There's something decidedly haunting about their music; make no mistake about it. It's not exactly the fist-pumping shit you put on before a tennis match or a heist, but damn if it doesn't feel good in that no-matter-what-I-do-my-legs-are-moving-of-their-own-accord. Not to say that it's dance-y, by any means, but simply that they're the sort of band that slowly seeps into your ears, crawls down your external auditory meatus, slips past your ear drum, and then fucking explodes in your hypothalamus.  

Their latest album, Veckatimest, is truly an experience. Southern Point, the opening track, just kind of drops in on you--jangling guitar strings and taps on the Chris Bear's ride cymbals feels like more of a middle-of-the-album slowdown type song, until around 1:00. The guitar and drums slowly build, pause, and then come crashing out. Never once does Dan Rossen stop his fingers from performing their intricate dance around his guitar's fretboard. He lets loose with "in the end/you'll never find me now" sounding like he's trapped in your shower upstairs while simultaneously pouring your mother a glass of Shiraz, telling her that she'll never "come to him." I think this speaks for Grizzly Bear as a whole--their music is truly a conversation with the listener. Sure, it's torturous at times, but it's because they actually mean it.

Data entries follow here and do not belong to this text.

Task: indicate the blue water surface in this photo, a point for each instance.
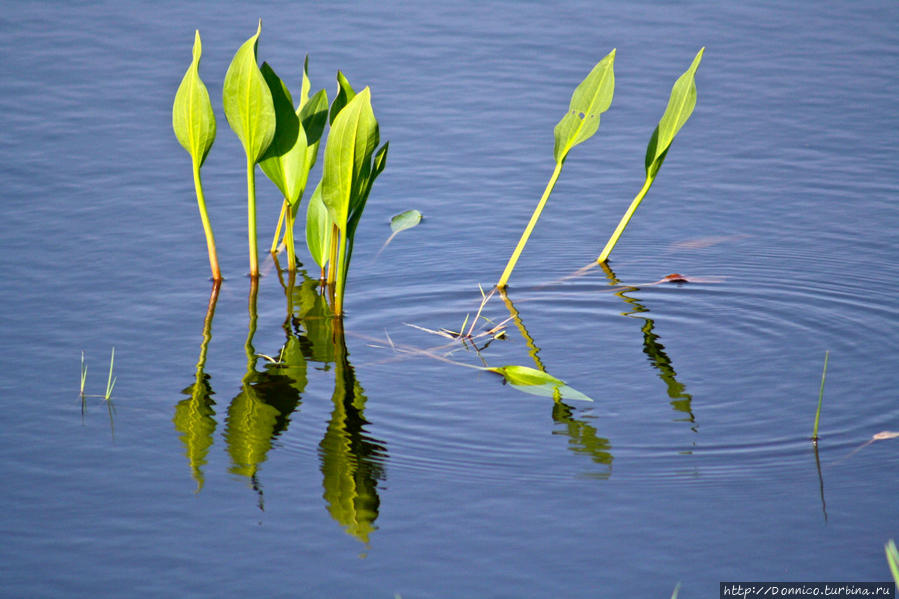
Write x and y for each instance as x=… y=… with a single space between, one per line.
x=384 y=471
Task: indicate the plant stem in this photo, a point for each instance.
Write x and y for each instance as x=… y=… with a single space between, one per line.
x=207 y=228
x=340 y=283
x=277 y=238
x=251 y=217
x=820 y=398
x=504 y=279
x=110 y=382
x=332 y=254
x=624 y=220
x=288 y=241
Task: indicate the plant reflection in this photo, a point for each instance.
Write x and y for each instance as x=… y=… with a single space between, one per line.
x=195 y=416
x=582 y=437
x=351 y=461
x=262 y=409
x=652 y=347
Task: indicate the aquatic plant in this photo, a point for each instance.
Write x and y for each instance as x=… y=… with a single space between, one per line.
x=83 y=374
x=294 y=149
x=400 y=222
x=820 y=398
x=194 y=123
x=251 y=113
x=351 y=165
x=680 y=107
x=893 y=559
x=592 y=97
x=110 y=382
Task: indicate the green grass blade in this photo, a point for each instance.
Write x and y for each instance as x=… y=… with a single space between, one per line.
x=110 y=382
x=820 y=397
x=83 y=373
x=893 y=560
x=591 y=97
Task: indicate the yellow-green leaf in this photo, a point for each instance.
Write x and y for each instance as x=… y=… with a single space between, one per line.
x=537 y=382
x=680 y=107
x=248 y=101
x=591 y=97
x=192 y=116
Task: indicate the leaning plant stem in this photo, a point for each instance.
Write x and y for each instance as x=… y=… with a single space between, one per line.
x=333 y=266
x=288 y=241
x=277 y=237
x=251 y=217
x=207 y=228
x=820 y=397
x=504 y=279
x=624 y=220
x=341 y=277
x=110 y=382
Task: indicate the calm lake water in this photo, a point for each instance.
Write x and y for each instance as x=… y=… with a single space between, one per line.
x=357 y=471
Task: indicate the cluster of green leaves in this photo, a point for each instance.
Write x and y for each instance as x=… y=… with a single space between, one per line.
x=284 y=141
x=592 y=97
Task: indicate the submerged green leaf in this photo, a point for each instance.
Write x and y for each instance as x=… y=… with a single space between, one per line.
x=248 y=101
x=537 y=382
x=680 y=107
x=591 y=97
x=405 y=220
x=192 y=116
x=318 y=228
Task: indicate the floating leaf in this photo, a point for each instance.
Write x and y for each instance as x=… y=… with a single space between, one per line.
x=405 y=220
x=592 y=97
x=192 y=116
x=680 y=107
x=401 y=222
x=248 y=101
x=537 y=382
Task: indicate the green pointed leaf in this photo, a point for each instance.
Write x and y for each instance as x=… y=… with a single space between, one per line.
x=680 y=107
x=318 y=228
x=305 y=84
x=345 y=93
x=353 y=136
x=287 y=135
x=537 y=382
x=592 y=97
x=248 y=101
x=405 y=220
x=192 y=116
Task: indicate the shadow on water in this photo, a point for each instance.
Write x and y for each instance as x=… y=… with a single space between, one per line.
x=351 y=462
x=582 y=437
x=681 y=401
x=195 y=416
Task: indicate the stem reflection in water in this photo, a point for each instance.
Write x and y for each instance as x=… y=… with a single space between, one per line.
x=582 y=437
x=680 y=399
x=262 y=409
x=351 y=461
x=195 y=417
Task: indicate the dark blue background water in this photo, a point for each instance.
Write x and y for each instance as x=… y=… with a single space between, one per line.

And then you meet the alter ego of Grizzly Bear. Fittingly enough, the second track on the album, Two Weeks, gives you just that. When I saw them perform last year, I was most struck by the fact that Chris Bear, their drummer and producer, was perhaps the most unique and musical of the lot. Having been a drummer for many years--and a depraved egoist for many more--I've always had a beef with the fact that drummers, while entirely integral, never have as much creative joy as the other instrumentalists. Chris Bear proves me wrong. Two Weeks  is probably Grizzly Bear's best song, and Bear is more than a minor influence on that. His drums dance an odd-military march meets art-house syncopation. It's as though he learned to play on pots and pans strewn around the kitchen, and adapted this model for the kit. At their show, he played without a kick drum. I was agog. The kickdrum, the literal heartbeat of the set, and he managed to do without. Beautiful. Anyway--Two Weeks is thus foundation-ed by Bear's snare chops. The roofing of this metaphorical palace is simple enough--a synth made to sound as a slightly flat and tinny piano, followed by a beautifully minimal Rhodes organ providing support columns. (I'm sick of the house metaphor.) But, but, but--the most fucking important and glaringly obvious aspect of Grizzly Bear's music are the voices. Two Weeks is sung, actually and completely sung, by Ed Droeste, founding member and lead man extraordinaire. His voice is a mellow and haunting baritone, almost burlesque-meets-opera. Droeste also does part of his backup vocals, providing a fascinating counterpoint to his voice during the pre-chorus. He is introduced, met and matched by a ghostly choir of Rossen, Bear, and Chris Taylor (multi-instrumentalist...I've seen him play bass, guitar, clarinet, and just sing). They harmonize so fucking well. It's really a jaw-dropping experience. Despite the cliche of admitting cliche, this band makes me want to cry I love them so much. (I forget which one, but one of them admitted to a lot of stupid fights over harmonies during the making of Yellow House.) 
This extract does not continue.